A new Moe Mekuri is here! Just like the previous game, the goal is simply to flip over all the panels face up. Can you complete all the stages and add the cute girls' pictures to the gallery? The higher the difficulty level, the less clothing the girl in the picture will wear! It's a Moe-moe puzzle game that perfectly reflects on the developer's interests!
Kohei Gallery has been making XNA games for some time now and hit gold with the incredibly successful Moe Mekuri (????), a tile flipping puzzle game which offered plenty of challenges and stellar presentation. While the general sex appeal afforded by having girls in their summertime dress on the cover helped cement the game's place among the most downloaded as other developers have exploited to their benefit, Kohei Gallery's Moe Mekuri truly is an excellent, XBLA-worthy game and a must for puzzle fans. The developer even released a free DLC update which added more puzzles, making the already wonderful game even more of a bargain at its 80 points selling price.
Thus, when Moe Mekuri 2 appeared on in the Games Marketplace, it was an instant purchase, even at the new, higher price of 240 points. The first game certainly deserved it, and the sequel appeared to be of the same high quality. For the most part, it is. Moe Mekuri 2 has a new batch of high definition artwork depicting girls gradually losing their clothing as the player advances solving the game's puzzles, including an appearance by Ai from Maid_san's Caving Adventure. The vocal soundtrack, available for sale though only within Japan, is just as catchy and more plentiful this time around. So, why the more lukewarm reception?
It's because Kohei changed the game. In the original Moe Mekuri, players guided a cursor over a board, manually flipping tiles looking to clear the grid. Now, players lose that freedom of choice, limited to rotating specified tiles which redirect launched balls as they travel across the grid. Yes, though the visual of flipped tiles is still there, Moe Mekuri 2 is no longer a traditional tile flipping puzzle game. The goal in the sequel is to guide these balls, released at set points from the edge of the board, so that they turn over the panels. There's a disconnect here due to the change in approach, and while the puzzles remain solid in their own right, the joy of deriving the solution is less so this go around.
Each board will announce how many turns are required to solve the puzzle. Thus, if the game states that two turns are needed, the player surveys which panels can be interacted with on the grid and make adjustments which he or she believes will clear the board. The limited interaction and beginning hint in many ways makes Moe Mekuri 2 an easier game than its predecessor. It's not without its challenge, particularly in the later stages where more moves are required, but it's relatively simple track the possible outcomes given the limited possibilities. Moe Mekuri 2's puzzle design is still high quality stuff, but for fans of the original and particularly those expecting more of the same, it's here where the game disappoints some.

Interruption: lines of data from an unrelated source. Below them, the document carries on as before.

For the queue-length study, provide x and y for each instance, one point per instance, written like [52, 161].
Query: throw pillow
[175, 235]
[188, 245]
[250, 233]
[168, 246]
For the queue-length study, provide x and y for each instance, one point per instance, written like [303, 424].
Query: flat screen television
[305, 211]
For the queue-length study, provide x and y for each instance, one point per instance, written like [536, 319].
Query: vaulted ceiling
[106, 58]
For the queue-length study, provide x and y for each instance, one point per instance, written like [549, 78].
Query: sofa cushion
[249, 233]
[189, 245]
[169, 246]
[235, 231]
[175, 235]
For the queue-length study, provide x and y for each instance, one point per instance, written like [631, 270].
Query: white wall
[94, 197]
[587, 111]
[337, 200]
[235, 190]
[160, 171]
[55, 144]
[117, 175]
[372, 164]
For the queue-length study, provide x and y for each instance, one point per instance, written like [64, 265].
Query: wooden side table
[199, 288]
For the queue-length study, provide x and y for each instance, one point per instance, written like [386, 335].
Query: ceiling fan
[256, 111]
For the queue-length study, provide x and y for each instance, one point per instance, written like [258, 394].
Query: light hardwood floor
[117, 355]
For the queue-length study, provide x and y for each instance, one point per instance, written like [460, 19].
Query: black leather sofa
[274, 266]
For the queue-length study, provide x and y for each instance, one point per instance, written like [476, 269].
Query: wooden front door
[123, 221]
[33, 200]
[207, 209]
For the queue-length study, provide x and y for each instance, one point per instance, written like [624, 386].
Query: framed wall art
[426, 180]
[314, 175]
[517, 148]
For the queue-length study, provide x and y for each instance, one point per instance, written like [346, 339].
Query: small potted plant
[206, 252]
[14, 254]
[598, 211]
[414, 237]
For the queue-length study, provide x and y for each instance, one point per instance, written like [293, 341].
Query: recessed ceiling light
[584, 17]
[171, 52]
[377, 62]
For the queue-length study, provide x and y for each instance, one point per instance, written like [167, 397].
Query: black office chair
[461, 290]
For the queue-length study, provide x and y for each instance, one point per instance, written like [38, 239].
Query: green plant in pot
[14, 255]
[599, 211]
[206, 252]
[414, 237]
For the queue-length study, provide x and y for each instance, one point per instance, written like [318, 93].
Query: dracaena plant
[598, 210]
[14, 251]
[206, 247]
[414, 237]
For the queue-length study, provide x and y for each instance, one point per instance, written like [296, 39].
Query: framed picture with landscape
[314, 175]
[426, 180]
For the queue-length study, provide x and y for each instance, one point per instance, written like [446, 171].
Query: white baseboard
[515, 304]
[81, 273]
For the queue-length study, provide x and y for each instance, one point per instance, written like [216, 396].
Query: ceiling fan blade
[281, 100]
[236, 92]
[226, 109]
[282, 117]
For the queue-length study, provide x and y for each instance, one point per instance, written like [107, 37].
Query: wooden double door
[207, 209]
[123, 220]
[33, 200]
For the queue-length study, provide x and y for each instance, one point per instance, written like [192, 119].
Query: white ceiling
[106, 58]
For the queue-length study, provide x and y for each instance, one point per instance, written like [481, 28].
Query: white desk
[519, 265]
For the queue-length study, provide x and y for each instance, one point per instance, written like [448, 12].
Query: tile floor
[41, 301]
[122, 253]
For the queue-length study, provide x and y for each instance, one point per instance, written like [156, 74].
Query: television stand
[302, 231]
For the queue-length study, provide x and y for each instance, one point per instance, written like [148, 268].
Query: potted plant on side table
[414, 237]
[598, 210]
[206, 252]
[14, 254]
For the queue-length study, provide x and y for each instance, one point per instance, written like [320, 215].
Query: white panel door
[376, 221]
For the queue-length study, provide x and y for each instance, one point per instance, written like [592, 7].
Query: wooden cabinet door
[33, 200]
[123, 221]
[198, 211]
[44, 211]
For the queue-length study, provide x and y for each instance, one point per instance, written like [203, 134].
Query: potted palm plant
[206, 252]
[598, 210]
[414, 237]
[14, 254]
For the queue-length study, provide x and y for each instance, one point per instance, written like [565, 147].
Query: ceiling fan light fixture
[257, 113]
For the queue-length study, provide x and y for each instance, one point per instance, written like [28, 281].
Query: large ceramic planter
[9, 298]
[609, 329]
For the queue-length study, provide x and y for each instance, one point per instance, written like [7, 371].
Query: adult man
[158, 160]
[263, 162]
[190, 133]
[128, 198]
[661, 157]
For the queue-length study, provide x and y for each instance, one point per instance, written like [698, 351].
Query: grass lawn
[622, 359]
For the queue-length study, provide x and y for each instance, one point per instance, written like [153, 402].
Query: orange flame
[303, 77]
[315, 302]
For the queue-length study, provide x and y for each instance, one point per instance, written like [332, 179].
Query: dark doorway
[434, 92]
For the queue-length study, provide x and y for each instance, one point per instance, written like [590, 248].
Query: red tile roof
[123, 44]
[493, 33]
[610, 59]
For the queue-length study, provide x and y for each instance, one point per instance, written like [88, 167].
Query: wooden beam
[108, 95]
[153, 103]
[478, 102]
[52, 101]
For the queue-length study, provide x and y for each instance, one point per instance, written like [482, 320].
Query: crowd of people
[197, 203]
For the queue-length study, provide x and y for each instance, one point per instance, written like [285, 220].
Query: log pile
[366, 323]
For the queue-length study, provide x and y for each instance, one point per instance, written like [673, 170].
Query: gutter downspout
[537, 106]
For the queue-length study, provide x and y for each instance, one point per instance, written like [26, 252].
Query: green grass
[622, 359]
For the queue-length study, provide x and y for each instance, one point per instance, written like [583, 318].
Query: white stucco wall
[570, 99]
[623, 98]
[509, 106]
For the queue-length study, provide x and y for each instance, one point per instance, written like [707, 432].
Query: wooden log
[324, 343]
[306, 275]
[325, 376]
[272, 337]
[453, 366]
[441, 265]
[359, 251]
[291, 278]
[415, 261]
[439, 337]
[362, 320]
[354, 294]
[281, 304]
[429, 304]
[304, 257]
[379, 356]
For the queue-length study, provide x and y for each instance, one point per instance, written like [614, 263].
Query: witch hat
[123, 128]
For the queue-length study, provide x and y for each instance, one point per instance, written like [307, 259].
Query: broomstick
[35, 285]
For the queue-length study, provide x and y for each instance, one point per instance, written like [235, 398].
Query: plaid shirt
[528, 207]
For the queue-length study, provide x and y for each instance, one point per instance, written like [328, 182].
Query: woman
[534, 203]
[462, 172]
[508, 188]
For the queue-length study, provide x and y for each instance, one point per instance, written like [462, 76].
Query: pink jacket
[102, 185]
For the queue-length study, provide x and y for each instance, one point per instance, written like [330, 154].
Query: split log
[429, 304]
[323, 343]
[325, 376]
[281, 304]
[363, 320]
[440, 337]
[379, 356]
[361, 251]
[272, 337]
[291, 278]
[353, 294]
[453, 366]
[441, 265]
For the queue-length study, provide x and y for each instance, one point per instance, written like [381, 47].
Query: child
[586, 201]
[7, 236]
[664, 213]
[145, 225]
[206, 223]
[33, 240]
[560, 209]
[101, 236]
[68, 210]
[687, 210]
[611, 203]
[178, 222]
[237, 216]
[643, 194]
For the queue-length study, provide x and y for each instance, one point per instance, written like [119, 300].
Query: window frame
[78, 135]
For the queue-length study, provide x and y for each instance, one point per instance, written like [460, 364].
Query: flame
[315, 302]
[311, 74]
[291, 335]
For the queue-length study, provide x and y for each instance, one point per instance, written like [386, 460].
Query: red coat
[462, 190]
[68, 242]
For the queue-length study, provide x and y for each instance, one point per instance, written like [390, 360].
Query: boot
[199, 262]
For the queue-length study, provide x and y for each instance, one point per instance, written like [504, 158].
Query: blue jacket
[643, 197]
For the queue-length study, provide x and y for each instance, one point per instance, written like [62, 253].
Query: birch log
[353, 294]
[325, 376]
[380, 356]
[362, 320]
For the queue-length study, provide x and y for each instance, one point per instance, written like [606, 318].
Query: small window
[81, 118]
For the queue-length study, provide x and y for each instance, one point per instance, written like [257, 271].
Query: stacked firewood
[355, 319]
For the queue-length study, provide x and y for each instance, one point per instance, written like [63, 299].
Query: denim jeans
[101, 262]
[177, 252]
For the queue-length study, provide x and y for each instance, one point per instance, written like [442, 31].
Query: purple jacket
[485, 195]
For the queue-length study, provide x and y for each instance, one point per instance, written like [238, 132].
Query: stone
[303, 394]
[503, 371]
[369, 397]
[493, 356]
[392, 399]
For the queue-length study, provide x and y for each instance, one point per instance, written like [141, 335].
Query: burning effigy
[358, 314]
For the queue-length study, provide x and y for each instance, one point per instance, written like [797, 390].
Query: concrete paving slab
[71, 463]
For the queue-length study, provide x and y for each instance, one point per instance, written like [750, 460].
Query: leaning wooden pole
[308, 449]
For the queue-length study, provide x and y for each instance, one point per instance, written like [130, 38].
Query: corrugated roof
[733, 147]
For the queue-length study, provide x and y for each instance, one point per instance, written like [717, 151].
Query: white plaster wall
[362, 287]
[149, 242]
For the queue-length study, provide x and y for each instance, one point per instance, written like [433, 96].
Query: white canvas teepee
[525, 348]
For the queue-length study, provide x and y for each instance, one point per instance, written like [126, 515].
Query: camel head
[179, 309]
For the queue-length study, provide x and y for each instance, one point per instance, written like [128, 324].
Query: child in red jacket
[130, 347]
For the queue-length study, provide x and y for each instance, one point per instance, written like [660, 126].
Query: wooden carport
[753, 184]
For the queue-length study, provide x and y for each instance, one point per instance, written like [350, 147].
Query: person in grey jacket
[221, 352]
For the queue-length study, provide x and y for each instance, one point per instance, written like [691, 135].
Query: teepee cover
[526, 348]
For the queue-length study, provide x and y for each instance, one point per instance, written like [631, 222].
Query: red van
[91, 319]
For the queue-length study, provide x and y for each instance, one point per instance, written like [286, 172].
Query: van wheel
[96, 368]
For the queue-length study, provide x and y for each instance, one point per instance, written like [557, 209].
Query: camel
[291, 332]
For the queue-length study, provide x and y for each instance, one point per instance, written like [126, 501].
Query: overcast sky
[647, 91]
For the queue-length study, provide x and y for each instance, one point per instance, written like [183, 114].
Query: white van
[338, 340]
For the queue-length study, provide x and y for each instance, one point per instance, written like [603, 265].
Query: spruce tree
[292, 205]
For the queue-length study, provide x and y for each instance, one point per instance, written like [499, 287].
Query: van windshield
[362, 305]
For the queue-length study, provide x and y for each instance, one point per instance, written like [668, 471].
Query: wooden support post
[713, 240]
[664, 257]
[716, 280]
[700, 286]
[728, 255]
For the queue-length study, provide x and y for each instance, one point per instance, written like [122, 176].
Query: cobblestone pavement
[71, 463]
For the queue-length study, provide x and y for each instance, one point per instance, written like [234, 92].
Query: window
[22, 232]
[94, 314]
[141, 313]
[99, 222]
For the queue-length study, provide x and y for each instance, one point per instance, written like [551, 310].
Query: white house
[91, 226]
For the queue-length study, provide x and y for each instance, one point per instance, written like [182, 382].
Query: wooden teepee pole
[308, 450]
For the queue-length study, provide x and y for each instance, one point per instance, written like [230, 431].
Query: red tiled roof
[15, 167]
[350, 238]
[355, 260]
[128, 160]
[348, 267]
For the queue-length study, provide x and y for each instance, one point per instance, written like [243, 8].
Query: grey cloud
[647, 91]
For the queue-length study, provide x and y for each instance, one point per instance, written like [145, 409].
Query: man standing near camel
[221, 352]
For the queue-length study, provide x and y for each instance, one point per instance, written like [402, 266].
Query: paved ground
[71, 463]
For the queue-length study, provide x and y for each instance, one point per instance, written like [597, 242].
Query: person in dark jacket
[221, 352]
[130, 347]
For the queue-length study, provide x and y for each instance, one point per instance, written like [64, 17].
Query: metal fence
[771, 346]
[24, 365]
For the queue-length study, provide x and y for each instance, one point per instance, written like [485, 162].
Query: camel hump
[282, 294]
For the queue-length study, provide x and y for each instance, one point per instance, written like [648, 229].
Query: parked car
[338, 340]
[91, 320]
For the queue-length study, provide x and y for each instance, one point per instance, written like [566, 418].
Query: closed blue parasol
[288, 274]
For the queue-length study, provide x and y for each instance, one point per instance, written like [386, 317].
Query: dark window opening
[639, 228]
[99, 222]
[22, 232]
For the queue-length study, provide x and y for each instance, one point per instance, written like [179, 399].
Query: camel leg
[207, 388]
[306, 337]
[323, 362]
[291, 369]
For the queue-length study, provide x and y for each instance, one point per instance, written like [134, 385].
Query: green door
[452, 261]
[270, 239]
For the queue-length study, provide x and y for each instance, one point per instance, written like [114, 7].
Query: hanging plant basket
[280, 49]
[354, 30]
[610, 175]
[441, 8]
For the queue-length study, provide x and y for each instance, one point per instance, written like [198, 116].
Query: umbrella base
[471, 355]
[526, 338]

By the time of this review, Kohei Gallery has released an update, Moe Mekuri 2.5, but unfortunately this isn't the tremendous bonus we saw in the first game. Moe Mekuri 2 found itself pulled from the market for a short while as someone complained about the scantily clad girls featured. Fans of the first game will remember one of the girls just had bandages covering her nipples in her hard mode outfit, and Kohei extended that to basically every girl in the sequel. Apparently, this was too much and was removed with the update, making those who jumped on the game at launch having something of a rare edition of the game.
It's nice to own the uncensored version of the game, but it's far from the reason people became fans -- or should have become fans -- of the series. Despite reservations of the change in formula, Moe Mekuri 2 is an excellent puzzle game though just not as good as the original hit. Newcomers would be advised to check out the original and consider giving the sequel a trial run. It's a deserving game in its own right, just not the game fans wanted.